An example of cycling lanes running parallel to a Metrobús BRT line in Mexico City.

In addition to RTR, a key indicator of the success of a rapid transit system is the way in which it integrates with the other mobility networks, especially cycling. Around the world, numerous cities and regional governments have turned their focus to developing more cohesive and comprehensive rapid transit strategies that also highlight cycling connectivity.

Three cities in MexicoMonterrey, Mexico City, and Guadalajara – serve as prime examples of places taking integrated approaches to rapid transit. Monterrey, in recent years, has been increasing investments in sustainable and active mobility that supports greater access to both cycling and rapid transit. Mexico City made headlines in 2020 with the rapid adoption of temporary cycling lanes and, in 2021, Mayor Claudia Sheinbaum announced that many of those lanes would be made permanent, particularly ones situated near BRT and rapid transit stations. And in Guadalajara, the immense public support for cycling can be seen at the municipal level as the city itself operates the second largest bikeshare system (Mibici) in Mexico. Between the three cities, nearly 35 kilometers of new BRT and LRT lines were opened in 2021, with another 95 kilometers of BRT lines expected in 2022. 

China is often recognized for being a global leader in rapid transit innovation, opening a tremendous number (over 1,200 kilometers) of new BRT, LRT, and Metro lines in 2021. The country has also been working on integrating bikeshare programs into their broader transit network for years. After recent backlash to dockless bikeshare programs in some Chinese cities, the pandemic led to a boom in Chinese citizens embracing cycling again in recent years. In the city of Hangzhou, there are thousands of bikeshare docking stations as well as personal bike parking at every stop along four of the city’s key Metro lines. These lines were also expanded in 2021 to facilitate more cycling trips between public transit stations and final destinations. 

A rendering of new bike lanes and bikeshare stations in downtown Cairo that shows how the new system can integrate with the city's streetscape.

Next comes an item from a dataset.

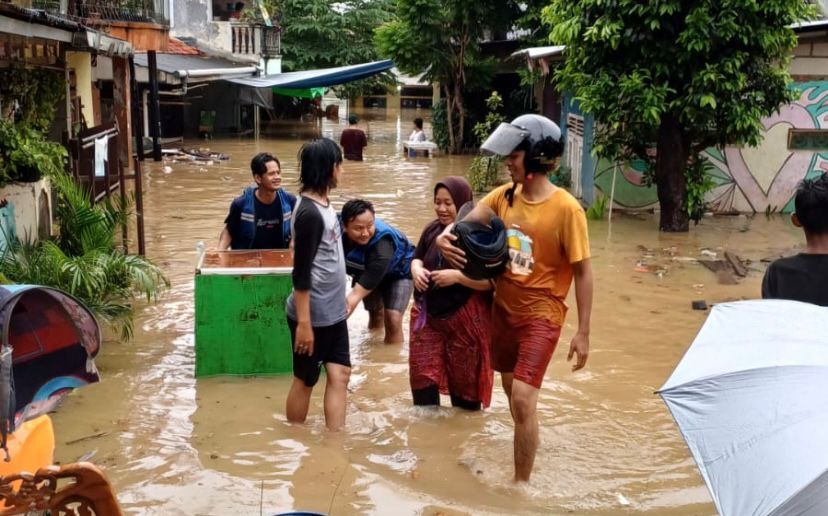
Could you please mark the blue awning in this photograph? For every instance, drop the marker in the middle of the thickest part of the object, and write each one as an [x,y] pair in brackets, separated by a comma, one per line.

In the Middle East, there have also been notable multi-modal infrastructure investments in the past year. The city of Sharm El-Sheikh, Egypt is preparing to host the 2022 United Nations Climate Change Conference (COP27) and has been making a push towards sustainable mobility with new cycling-friendly and transit electrification initiatives. Amman, Jordan, opened the region’s first BRT line in 2021. Cairo, Egypt and Riyadh, Saudi Arabia are expecting to open their first lines by the end of 2022. Cairo is also currently working on implementing its first bikeshare program, expected to be operational in 2022, in addition to 15 kilometers of protected bike lanes that will connect with metro stations and new BRT stops to facilitate accessible, multi-modal trips. 

The growth in new rapid transit lines are just one component of the commitment many cities have made to more sustainable, inclusive transport networks that bridge public transit, cycling, and walking. As cities around the world continue to navigate the impacts of the pandemic, the boom in cycling — coupled with the unfortunate volatility in public transit ridership — demonstrates a crucial need to reimagine the way in which our transport and infrastructure systems work together and complement one another. This requires focusing on the development of robust cycling and pedestrian infrastructure that also integrates strategically with transit lines so that all commutes can be made safer, more accessible, and more efficient.